We should also praise GHD for adding a standard USB-C charging port, as opposed to a proprietary port like that seen on Dyson’s Corrale. Not only does this mean you can use any existing USB-C cables to charge the GHD Unplugged, it also means you can use the Unplugged’s charger to charge any of your existing USB-C devices, such as your smartphone. When you’re travelling, this means you only realistically need to take a single plug and cable for all your portable devices.
It is possible to use the GHD Unplugged while connected to the mains, however this defeats the point of its cordless design. Plus without the rotating connector seen on other wired models, it can make things a little fiddy and awkward.
Should I buy the GHD Unplugged?
Buy it if...
You’re a regular commuter or traveller
Everything from its weight and shape to its ergonomic function, USB-C charging port and flight-friendly battery makes the GHD Unplugged the ideal styler to take with you wherever you go. Whether that’s on your daily commute, on business trips or on weekends away and holidays.
You want to create a wide range of hair styles
The freedom of movement that comes from the Unplugged’s cord-free design, coupled with its small and precise plates, makes it much easier to create a range of styles from waves and curls to sleek and smooth finishes. Even if you’re not usually adept at such styles.
You’re a GHD fan
If you’re already a GHD fan, you need the Unplugged in your collection. It combines the styling prowess seen across the rest of the range in a much more compact, convenient design. In fact, even if you’re not a GHD fan, the Unplugged will make a great addition. It’s different enough from almost every other styler we’ve used to complement your current styling tool range, rather than replace any one thing in particular.
Don't buy it if...
You’re on a budget
No matter which way you look at it, $299/ £299 / AU$475 is a huge sum to shell out on a hair styler. Especially one that doesn’t come with the most advanced or cutting-edge technology on the market. You can get cordless straighteners that do a not too dissimilar job for half the price, namely the $200 / £148 / $AU$275 Lunata Cordless Iron Plus (opens in new tab).

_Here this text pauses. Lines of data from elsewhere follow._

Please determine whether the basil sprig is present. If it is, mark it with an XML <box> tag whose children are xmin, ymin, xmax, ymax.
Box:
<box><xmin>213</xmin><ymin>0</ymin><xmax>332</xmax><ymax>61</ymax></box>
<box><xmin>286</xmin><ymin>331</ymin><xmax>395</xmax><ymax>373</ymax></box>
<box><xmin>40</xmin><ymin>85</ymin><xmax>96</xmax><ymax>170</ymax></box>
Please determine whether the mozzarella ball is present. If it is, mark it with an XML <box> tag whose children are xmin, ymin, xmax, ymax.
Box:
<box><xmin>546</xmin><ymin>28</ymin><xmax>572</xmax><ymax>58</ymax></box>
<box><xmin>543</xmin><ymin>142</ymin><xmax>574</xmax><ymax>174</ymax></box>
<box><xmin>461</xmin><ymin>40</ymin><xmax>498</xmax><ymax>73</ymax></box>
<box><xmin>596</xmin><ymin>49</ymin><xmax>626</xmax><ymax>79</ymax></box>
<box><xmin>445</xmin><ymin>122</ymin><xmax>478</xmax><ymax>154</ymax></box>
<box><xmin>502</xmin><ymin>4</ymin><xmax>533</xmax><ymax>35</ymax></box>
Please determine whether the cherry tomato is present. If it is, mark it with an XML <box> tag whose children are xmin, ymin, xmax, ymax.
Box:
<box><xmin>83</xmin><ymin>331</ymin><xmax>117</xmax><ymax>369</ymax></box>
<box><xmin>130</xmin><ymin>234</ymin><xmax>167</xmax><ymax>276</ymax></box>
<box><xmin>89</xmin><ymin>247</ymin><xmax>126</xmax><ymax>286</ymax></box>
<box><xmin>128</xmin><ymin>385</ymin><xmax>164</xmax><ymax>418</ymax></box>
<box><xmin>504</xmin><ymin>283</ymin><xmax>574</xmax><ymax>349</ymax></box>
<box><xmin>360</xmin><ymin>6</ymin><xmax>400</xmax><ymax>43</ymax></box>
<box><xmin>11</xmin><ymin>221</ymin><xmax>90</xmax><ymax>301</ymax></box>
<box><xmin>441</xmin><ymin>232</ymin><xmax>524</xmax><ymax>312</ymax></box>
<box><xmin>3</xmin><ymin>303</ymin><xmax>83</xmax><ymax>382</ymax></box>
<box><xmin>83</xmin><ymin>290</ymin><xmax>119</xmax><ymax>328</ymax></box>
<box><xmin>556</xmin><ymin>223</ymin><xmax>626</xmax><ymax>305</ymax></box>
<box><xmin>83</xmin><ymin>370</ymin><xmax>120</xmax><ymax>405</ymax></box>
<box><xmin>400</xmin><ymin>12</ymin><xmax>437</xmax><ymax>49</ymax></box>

You have thick, long or natural hair
The narrow plates worked perfectly for our short, fine hair but they will likely fall short when it comes to thick, long or natural hair. The GHD Unplugged will still have its uses, such as taming frizz or tackling thinner sections of hair around your face, for example, but paying such a hefty price tag for these two things is likely going to be a stretch. Plus, even if you do think it could handle your hair, chances are the relatively low battery life will become an issue as it will take you longer to style.
You want the most advanced sensor technology
For a product that costs as much as it does, we would have expected the GHD Unplugged to run the most advanced technology. Alas, it does not. It runs older tech which, in of itself, is far from bad technology. It’s still leaps ahead of some of GHD’s rivals, but for a premium price, we want premium technology.